Ce qui m’a le plus surprise sur ce post Facebook, c’était le désamour et la défiance à ton égard de femmes qui se revendiquent féministes. Te bafouer alors que tu leur as permis, il y a quelques décennies, de s’affranchir de contraintes énoooooormes, c’était à mon avis cracher dans la soupe. Je sais que le naturalisme est un nouveau courant chez les féministes, je ne porterai ici aucun jugement critique, mais franchement, dire que la pilule c’est passéiste, j’avoue, j’ai un peu de mal. Où est le féminisme dans un tel postulat ? Dites ça à ma grand-mère qui avait 4 gosses à 22 ans, un mari alcolo et pas beaucoup d’argent, dites lui que la pilule c’est pas féministe et passéiste, elle va bien rigoler.

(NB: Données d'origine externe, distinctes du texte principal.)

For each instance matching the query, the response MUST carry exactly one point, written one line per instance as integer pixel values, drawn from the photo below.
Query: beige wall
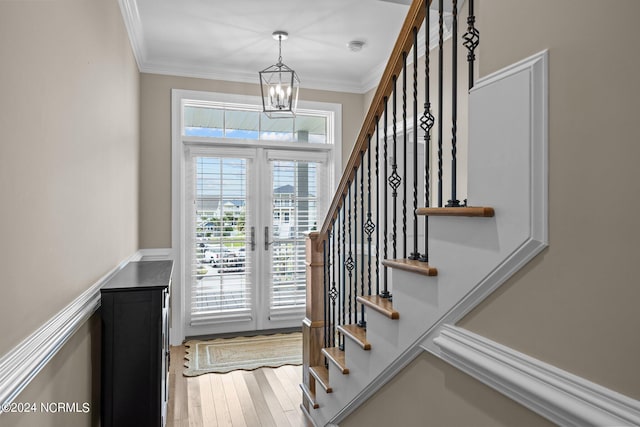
(155, 148)
(68, 169)
(575, 305)
(72, 376)
(429, 392)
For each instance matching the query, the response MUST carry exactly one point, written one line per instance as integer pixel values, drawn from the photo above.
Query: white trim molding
(557, 395)
(22, 363)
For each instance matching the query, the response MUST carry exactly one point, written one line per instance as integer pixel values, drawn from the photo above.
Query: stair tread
(356, 333)
(336, 356)
(412, 265)
(475, 211)
(321, 374)
(380, 304)
(310, 396)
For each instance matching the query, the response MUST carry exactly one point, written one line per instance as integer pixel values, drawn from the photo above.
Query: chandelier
(279, 85)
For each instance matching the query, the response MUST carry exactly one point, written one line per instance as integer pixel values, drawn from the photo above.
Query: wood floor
(262, 397)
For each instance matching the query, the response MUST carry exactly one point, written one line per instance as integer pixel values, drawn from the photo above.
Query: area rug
(228, 354)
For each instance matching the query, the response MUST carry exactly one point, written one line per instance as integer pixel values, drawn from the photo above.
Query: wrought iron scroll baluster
(363, 322)
(454, 202)
(369, 226)
(333, 293)
(394, 179)
(377, 224)
(385, 290)
(415, 254)
(325, 289)
(355, 244)
(404, 152)
(349, 260)
(440, 94)
(471, 41)
(426, 123)
(343, 209)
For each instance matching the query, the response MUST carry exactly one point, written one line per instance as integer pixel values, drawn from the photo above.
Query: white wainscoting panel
(561, 397)
(21, 364)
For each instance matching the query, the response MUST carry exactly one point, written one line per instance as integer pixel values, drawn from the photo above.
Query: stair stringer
(474, 256)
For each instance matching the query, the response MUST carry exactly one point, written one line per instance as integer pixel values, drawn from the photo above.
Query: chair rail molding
(561, 397)
(23, 363)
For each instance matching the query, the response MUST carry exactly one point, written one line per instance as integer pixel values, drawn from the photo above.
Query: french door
(250, 209)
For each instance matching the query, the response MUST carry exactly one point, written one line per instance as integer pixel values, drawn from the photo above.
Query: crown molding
(559, 396)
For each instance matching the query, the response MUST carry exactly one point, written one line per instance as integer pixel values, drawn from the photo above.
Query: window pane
(242, 124)
(201, 121)
(276, 129)
(312, 129)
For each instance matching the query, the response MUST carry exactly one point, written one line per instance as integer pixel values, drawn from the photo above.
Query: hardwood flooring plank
(248, 408)
(222, 410)
(193, 403)
(275, 407)
(233, 402)
(292, 388)
(206, 401)
(180, 407)
(264, 397)
(279, 390)
(259, 401)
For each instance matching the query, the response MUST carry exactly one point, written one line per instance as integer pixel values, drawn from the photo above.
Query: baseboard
(160, 254)
(21, 364)
(557, 395)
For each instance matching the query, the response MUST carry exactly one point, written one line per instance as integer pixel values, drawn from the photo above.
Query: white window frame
(179, 155)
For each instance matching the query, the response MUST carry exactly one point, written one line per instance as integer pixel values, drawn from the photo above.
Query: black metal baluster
(404, 152)
(355, 244)
(363, 322)
(343, 282)
(440, 94)
(426, 123)
(326, 292)
(394, 179)
(369, 226)
(416, 253)
(471, 41)
(349, 260)
(454, 202)
(385, 290)
(333, 293)
(377, 206)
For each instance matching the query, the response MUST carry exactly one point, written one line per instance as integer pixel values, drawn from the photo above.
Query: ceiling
(231, 39)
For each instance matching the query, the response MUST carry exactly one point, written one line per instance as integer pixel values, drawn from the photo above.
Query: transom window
(217, 120)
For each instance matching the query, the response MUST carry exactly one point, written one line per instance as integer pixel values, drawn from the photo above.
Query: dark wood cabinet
(135, 345)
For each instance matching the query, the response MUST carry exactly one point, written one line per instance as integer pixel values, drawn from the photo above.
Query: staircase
(384, 274)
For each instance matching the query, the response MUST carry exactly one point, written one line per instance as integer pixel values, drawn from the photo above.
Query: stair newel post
(454, 202)
(426, 124)
(471, 41)
(440, 94)
(362, 255)
(313, 323)
(404, 153)
(385, 238)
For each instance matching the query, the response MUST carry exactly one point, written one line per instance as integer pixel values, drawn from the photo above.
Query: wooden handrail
(414, 18)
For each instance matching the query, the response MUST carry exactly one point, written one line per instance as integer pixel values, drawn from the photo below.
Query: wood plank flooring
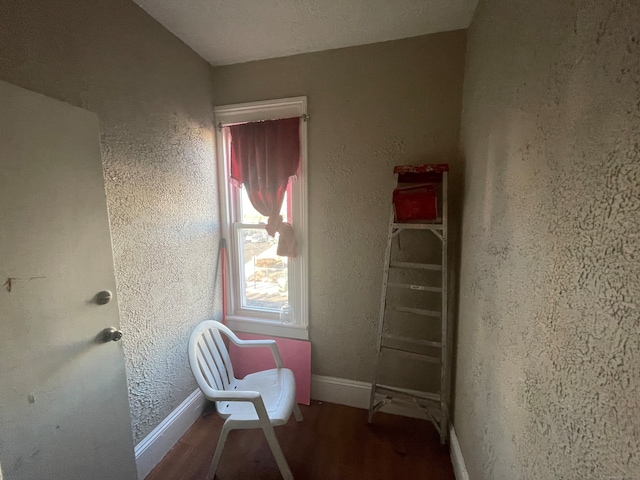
(333, 442)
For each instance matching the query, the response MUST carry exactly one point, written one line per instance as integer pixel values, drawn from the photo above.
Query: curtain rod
(219, 126)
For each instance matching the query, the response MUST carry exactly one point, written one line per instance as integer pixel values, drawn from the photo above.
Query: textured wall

Quant à défendre le stérilet à tout prix, je suis là aussi perplexe de l’ignorance, ou devrais-je dire, de la méconnaissance (manque d’information ?) de ces farouches défenseuses de notre cause féminine. Que croient-elles ? Que le stérilet n’a aucun impact sur le corps ? Savent-elles au moins comment ça fonctionne ? Pensent-elles que les autres moyens de contraception sont écologiques, naturels, dénués d’hormones, ou de tout ce que vous voulez ?

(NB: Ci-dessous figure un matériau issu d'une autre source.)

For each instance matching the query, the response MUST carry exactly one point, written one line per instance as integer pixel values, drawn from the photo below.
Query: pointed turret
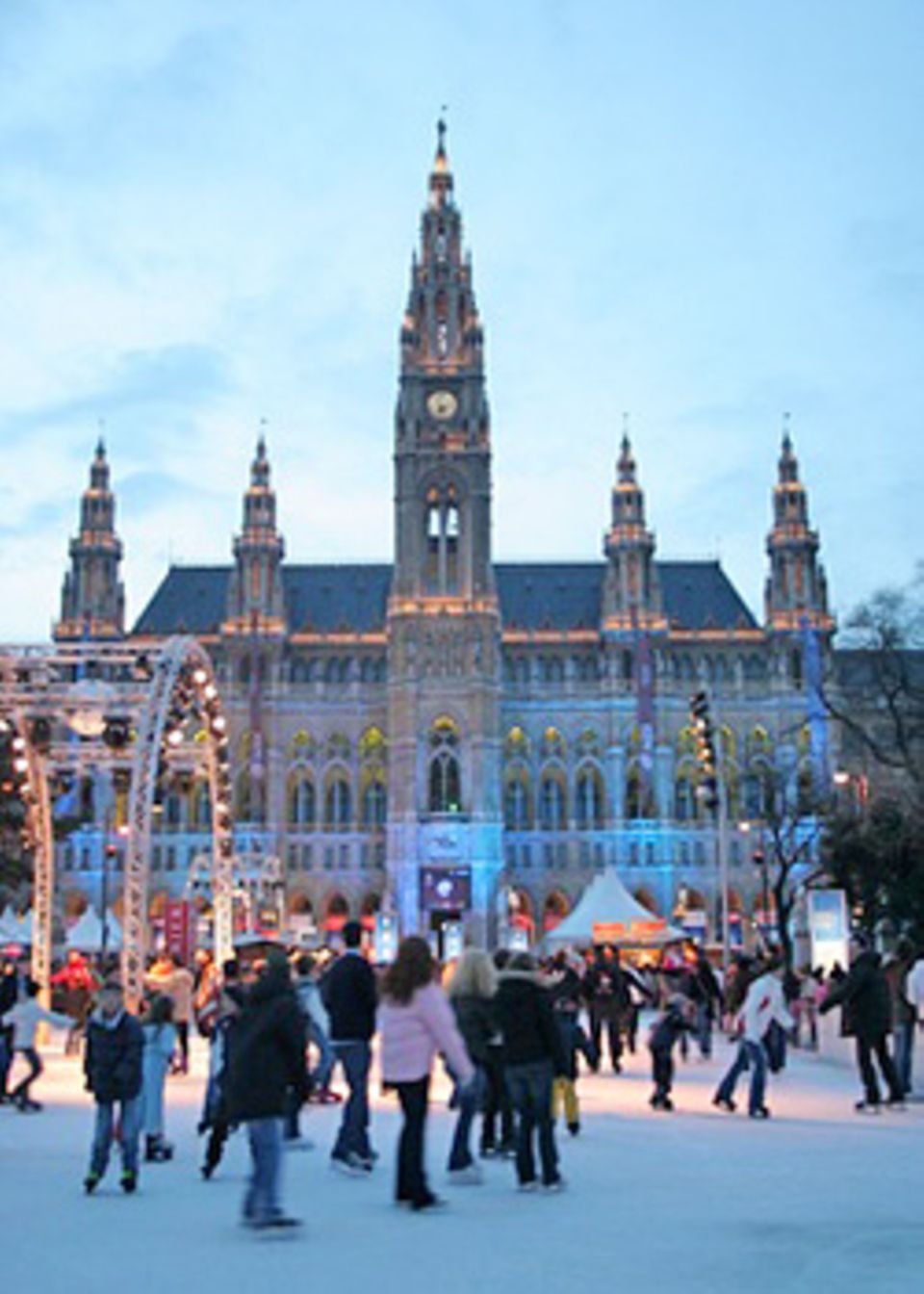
(442, 426)
(255, 597)
(92, 598)
(630, 593)
(796, 589)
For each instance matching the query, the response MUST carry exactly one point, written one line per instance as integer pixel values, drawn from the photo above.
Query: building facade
(465, 739)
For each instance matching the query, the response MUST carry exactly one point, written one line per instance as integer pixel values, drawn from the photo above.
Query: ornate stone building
(464, 738)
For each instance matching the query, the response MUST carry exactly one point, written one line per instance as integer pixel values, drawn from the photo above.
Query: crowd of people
(509, 1029)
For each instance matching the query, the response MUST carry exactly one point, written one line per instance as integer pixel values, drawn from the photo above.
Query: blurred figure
(497, 1108)
(904, 1014)
(564, 986)
(215, 1114)
(472, 996)
(267, 1057)
(762, 1004)
(416, 1022)
(867, 1016)
(680, 1015)
(77, 984)
(607, 992)
(23, 1019)
(349, 996)
(533, 1057)
(160, 1047)
(113, 1069)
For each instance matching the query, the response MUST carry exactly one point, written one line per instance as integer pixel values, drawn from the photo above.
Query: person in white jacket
(25, 1019)
(763, 1003)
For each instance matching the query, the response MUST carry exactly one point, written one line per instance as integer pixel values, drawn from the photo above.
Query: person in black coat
(113, 1073)
(533, 1057)
(677, 1019)
(564, 986)
(349, 996)
(266, 1063)
(867, 1016)
(607, 992)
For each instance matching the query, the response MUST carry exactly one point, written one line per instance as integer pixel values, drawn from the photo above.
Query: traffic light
(701, 717)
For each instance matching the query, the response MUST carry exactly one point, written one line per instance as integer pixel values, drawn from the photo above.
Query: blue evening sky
(705, 213)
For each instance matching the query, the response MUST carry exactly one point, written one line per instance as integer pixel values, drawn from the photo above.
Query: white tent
(86, 935)
(608, 914)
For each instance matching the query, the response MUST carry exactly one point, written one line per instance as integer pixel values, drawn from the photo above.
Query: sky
(699, 213)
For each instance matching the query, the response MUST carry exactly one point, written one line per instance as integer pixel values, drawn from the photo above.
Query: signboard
(629, 932)
(446, 890)
(829, 928)
(180, 920)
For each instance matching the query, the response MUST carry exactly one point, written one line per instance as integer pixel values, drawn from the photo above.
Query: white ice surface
(815, 1200)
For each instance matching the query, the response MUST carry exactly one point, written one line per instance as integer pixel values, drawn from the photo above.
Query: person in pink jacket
(416, 1022)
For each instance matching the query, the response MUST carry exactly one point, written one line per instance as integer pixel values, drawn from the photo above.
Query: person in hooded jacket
(472, 996)
(267, 1057)
(533, 1057)
(867, 1016)
(113, 1071)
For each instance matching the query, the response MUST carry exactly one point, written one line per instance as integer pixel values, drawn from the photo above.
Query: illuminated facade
(461, 738)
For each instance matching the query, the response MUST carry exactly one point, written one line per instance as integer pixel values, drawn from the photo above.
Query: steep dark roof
(533, 595)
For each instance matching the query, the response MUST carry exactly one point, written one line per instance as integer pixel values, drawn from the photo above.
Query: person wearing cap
(113, 1071)
(349, 997)
(866, 1003)
(266, 1063)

Chère pilule, tu n’es pas parfaite, c’est certain. Mais tu as le mérite d’exister. Tout comme ces autres moyens de contraception. Faut-il rappeler qu’à part le préservatif, aucun contraceptif n’est anodin pour le corps ? Il y a bien les méthodes « naturelles », que j’ai pratiquées juste avant de lancer les essais bébé, mais on sait tous que ça a ses limites, n’est-ce pas ? Chez une ado qui ne connait pas encore très bien son corps, chez une femme dont le mari lui saute dessus que ça lui plaise ou non (c’est triste mais ça arrive), chez une autre qui n’a pas eu un accès folichon à l’éducation, ou tout simplement chez celle qui pige que dalle à ce qui se passe là bas d’dans. Pour une méthode naturelle, il faut s’impliquer bien plus qu’en prenant un petit cacheton, soi et son partenaire (je sais de quoi je parle), et être prêt à accepter l’éventualité d’une grossesse, s’il y a foirage quelque part.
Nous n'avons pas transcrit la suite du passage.